Malgré ce déblocage, la majorité des fonds européens destinés à la Hongrie demeure gelée. À l'été 2025, 18 à 19 milliards d'euros restent suspendus. L'UE continue d'exiger des avancées concrètes : la transparence des financements de la vie publique, l'indépendance des médias ou encore la lutte contre la corruption de haut niveau. Une part de ces fonds pourrait même être définitivement perdue si les réformes exigées ne voient pas le jour. À cela s'ajoutent des pénalités financières appliquées par Bruxelles à la Hongrie pour non-respect de certaines décisions de la Cour de justice de l'Union européenne.

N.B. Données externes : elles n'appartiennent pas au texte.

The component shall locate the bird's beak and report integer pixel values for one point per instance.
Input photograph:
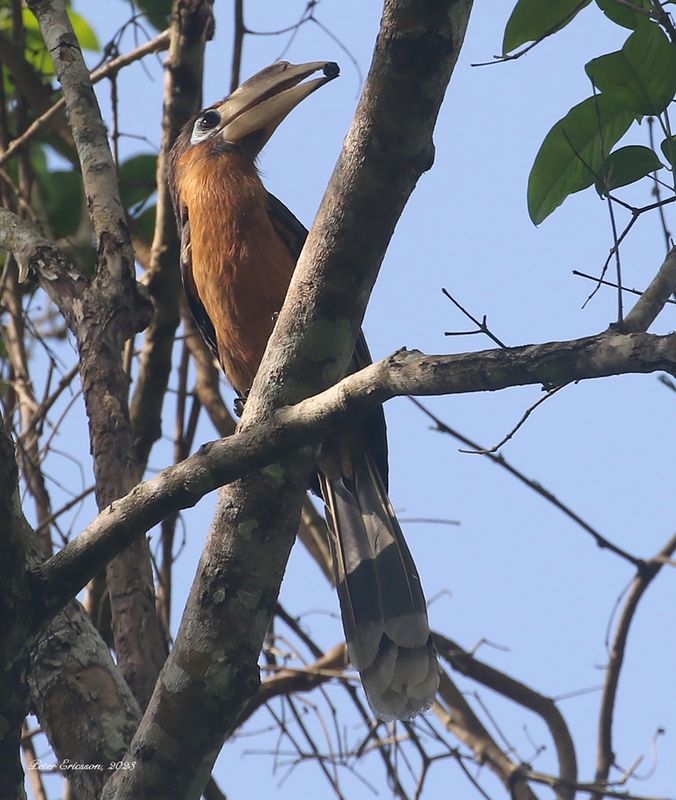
(257, 107)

Des amendes directement récupérées sur les dotations européennes de l'UE.
Les 26 autres États membres ont jusque-là réussi à faire adopter des initiatives ou des réformes malgré le rejet de la Hongrie, notamment celles qui ont été votées à la majorité comme le Pacte européen sur la migration et l'asile ou encore certaines règles du Green Deal. A l'opposé, les votes à l'unanimité laissent toujours place à un bras de fer entre les deux parties.
Le vote du prochain budget pluriannuel de l'UE vient ainsi s'ajouter à une longue liste d'antécédents. Début juillet, la Commission européenne a présenté un budget de 2 000 milliards d'euros pour la période 2028-2034, avec un accent mis sur la "compétitivité économique" et la "défense".
Orban brandit son veto et critique l'UE
Samedi, Viktor Orban a affirmé que son gouvernement opposerait son veto à ce projet si Bruxelles ne lève pas le gel sur le reste des fonds européens destinés à la Hongrie. "Le gouvernement hongrois ne soutiendra pas le nouveau budget de sept ans de l'UE tant que tous les fonds suspendus ne seront pas débloqués", a-t-il affirmé lors d'un discours à une université d'été en Transylvanie.
"L'approbation du nouveau budget de sept ans nécessite l'unanimité et tant que nous n'aurons pas récupéré les fonds restants, il n'y aura pas de nouveau budget européen", a-t-il rappelé.
Le PM hongrois a par la même occasion accusé l'UE et la CE, des "bureaucrates mondialistes", de vouloir "aspirer l'argent de l'Europe vers l'Ukraine", au moment où "nos agriculteurs se lèvent pour défendre leur avenir".
Viktor Orban en a rajouté en critiquant la direction actuelle de l'UE, notamment ses "faiblesses" face à Washington et son intention d'imposer des droits de douanes supplémentaires, qui font actuellement l'objet de négociations entre Bruxelles et les États-Unis. "L'actuelle direction de l'UE sera toujours la dernière à signer des accords avec les États-Unis, et toujours les plus mauvais accords", a-t-il dénoncé.
Le dirigeant hongrois a aussi affirmé que l'Union européenne a des volontés d'installer un gouvernement "pro-Ukraine et pro-Bruxelles" en Hongrie lors des prochaines élections nationales, qui auront lieu en 2026.